Geschmack/Mundgefühl
Ansprechendes Volumen mit einer deutlichen Fruchtnote zu Anfang - wie auch später. Eine feine Struktur bestimmt den Gesamteindruck. Nur mit Mühe allerdings lassen sich weitere Nuancen benennen: Die Frucht zeigt sich nicht wirklich und ist irgendwo zwischen Kirsche und Erdbeere, beides leicht süßlich, zu verorten. Zudem etwas Karamell, was sich auch im Mundgefühl bemerkbar macht, das insgesamt recht cremig daherkommt, von einem (leider nur anfangs) feinen Belag eher kontrastiert denn gestört wird und später immer kaubarer wird.

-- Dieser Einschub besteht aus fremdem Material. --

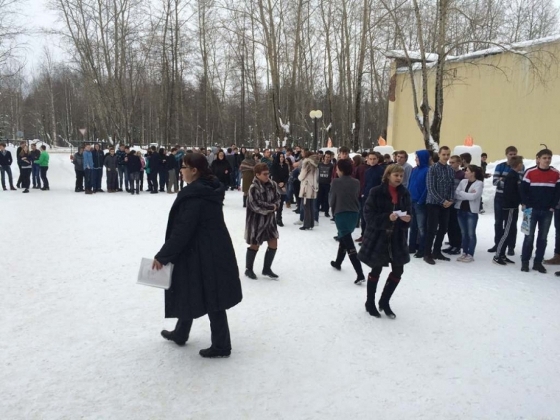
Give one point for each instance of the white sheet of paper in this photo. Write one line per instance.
(155, 278)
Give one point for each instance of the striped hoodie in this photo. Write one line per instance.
(540, 188)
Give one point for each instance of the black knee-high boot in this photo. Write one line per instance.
(390, 286)
(339, 257)
(249, 261)
(370, 301)
(268, 258)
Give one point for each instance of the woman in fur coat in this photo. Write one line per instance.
(385, 238)
(262, 202)
(308, 189)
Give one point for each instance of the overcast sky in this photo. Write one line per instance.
(36, 15)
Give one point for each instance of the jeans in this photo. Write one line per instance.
(499, 223)
(97, 176)
(557, 227)
(542, 218)
(323, 197)
(79, 180)
(436, 228)
(6, 170)
(467, 223)
(123, 175)
(417, 238)
(44, 170)
(87, 177)
(218, 326)
(36, 175)
(454, 231)
(510, 216)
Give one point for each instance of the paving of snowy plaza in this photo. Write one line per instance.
(80, 339)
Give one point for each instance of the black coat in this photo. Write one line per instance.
(384, 241)
(205, 277)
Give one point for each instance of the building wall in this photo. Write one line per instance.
(498, 100)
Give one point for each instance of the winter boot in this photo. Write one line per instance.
(357, 266)
(268, 258)
(249, 261)
(339, 257)
(370, 301)
(554, 260)
(390, 286)
(180, 334)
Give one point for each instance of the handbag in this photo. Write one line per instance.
(526, 223)
(154, 278)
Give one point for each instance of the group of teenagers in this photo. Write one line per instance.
(402, 211)
(33, 164)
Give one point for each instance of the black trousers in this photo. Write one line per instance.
(44, 170)
(219, 329)
(79, 179)
(454, 230)
(436, 227)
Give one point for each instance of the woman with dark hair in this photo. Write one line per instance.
(387, 213)
(345, 203)
(263, 201)
(467, 196)
(247, 169)
(221, 168)
(205, 277)
(280, 173)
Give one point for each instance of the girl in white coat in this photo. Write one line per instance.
(468, 195)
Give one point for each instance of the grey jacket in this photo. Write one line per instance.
(345, 193)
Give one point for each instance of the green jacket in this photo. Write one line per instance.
(43, 160)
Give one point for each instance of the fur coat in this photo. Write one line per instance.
(309, 178)
(262, 200)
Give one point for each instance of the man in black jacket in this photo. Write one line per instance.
(5, 167)
(510, 211)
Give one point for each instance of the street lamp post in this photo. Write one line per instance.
(315, 115)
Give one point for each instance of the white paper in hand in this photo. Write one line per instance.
(155, 278)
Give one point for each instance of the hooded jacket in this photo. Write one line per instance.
(417, 183)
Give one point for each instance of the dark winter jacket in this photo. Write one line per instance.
(78, 161)
(134, 164)
(98, 157)
(385, 241)
(110, 162)
(512, 193)
(260, 223)
(374, 176)
(205, 276)
(441, 184)
(6, 158)
(219, 168)
(540, 188)
(417, 182)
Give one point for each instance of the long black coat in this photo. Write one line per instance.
(205, 277)
(384, 241)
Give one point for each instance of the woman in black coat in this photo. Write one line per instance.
(205, 277)
(385, 239)
(221, 168)
(280, 173)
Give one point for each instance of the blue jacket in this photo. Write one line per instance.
(88, 160)
(374, 177)
(417, 182)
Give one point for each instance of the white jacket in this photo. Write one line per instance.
(473, 196)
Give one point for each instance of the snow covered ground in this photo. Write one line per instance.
(79, 339)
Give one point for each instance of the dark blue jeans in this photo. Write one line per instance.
(467, 223)
(542, 219)
(36, 175)
(418, 228)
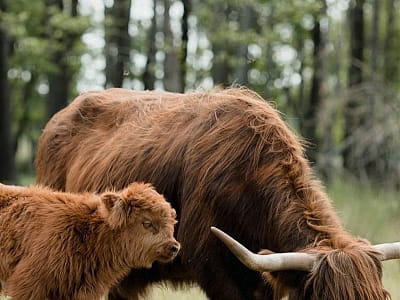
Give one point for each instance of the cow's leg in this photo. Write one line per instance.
(23, 285)
(135, 284)
(230, 282)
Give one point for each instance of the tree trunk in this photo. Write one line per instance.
(353, 121)
(148, 76)
(172, 72)
(117, 42)
(247, 20)
(221, 68)
(7, 155)
(60, 79)
(187, 8)
(318, 92)
(391, 69)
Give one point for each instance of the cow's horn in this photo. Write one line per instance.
(267, 263)
(389, 250)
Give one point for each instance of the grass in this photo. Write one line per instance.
(365, 211)
(368, 212)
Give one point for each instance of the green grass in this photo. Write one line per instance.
(367, 212)
(373, 214)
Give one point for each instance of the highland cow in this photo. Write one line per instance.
(64, 246)
(222, 158)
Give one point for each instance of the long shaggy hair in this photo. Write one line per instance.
(223, 158)
(56, 245)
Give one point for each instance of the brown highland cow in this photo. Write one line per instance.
(225, 159)
(65, 246)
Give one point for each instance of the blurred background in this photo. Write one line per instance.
(332, 67)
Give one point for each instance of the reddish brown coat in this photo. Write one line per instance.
(222, 158)
(65, 246)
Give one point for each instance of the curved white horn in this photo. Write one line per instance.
(389, 250)
(270, 262)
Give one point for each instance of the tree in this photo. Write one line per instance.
(62, 48)
(7, 161)
(353, 118)
(318, 92)
(118, 42)
(172, 67)
(148, 76)
(187, 9)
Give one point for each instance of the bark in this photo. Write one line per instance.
(148, 76)
(353, 121)
(222, 50)
(318, 92)
(117, 42)
(390, 66)
(60, 80)
(172, 67)
(7, 155)
(247, 20)
(187, 9)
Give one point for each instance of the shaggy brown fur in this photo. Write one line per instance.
(222, 158)
(66, 246)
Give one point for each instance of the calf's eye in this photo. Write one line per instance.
(147, 224)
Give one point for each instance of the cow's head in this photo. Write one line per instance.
(353, 271)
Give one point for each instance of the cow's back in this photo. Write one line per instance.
(221, 158)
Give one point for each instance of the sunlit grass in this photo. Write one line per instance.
(367, 212)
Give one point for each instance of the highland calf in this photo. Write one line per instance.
(65, 246)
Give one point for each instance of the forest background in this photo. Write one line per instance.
(332, 67)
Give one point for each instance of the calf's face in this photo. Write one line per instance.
(158, 241)
(145, 221)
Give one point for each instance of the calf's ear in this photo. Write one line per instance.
(118, 209)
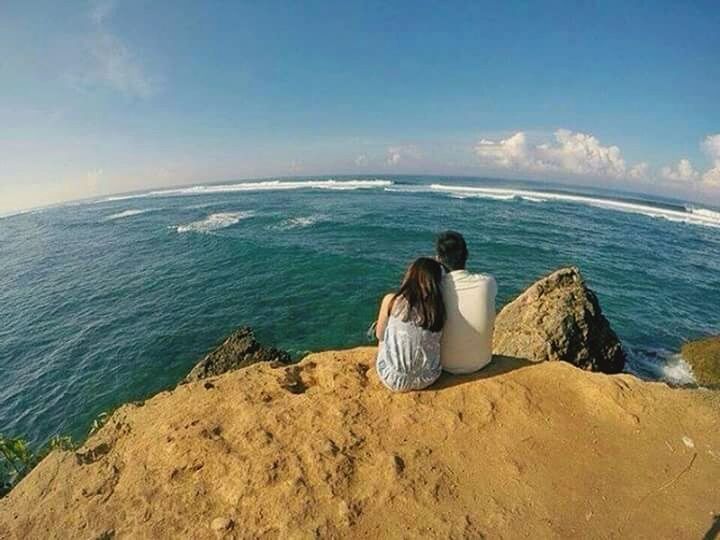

Recht mineralisch die etwas zu aufdringliche Säure (was durch zeitnahes *burb* untermauert wird); der beagte Belag ist lange noch kein Pelz, addiert sich jedoch mit jedem Schluck und braucht immer länger, um zu verschwinden.
Abgang/Nachgeschmack
Trotz der großen Präsenz zuvor kein nennenswerter Abgang. Den Nachgeschmack dominiert die mineralische Säure, gepaart mit saurer Frucht, wobei sich die Zitrone (inkl. Schale) als Assoziation doch arg aufdrängt. Wird schnell pappig.

Fazit:
Irgendwie wird man ja doch beeinflusst, den "Nero di Troja" mit seinem Trojanischen Pferd (auf dem Etikett) mit Homer zu assoziieren: Große Geschichte gleich großer Wein. Nun: nicht wirklich! Aber auch kein Ackergaul.
Die Säure ist zwar zu keiner Zeit ätzend, führt aber schließlich doch dazu, dass es nur knapp eine "4" wird. Kann man aber problemlos mitnehmen, wenn man sich für Abwechslung im Glas begeistern kann.

Die 14Vol/% Alkohol merkt umgehend - also Vorsicht!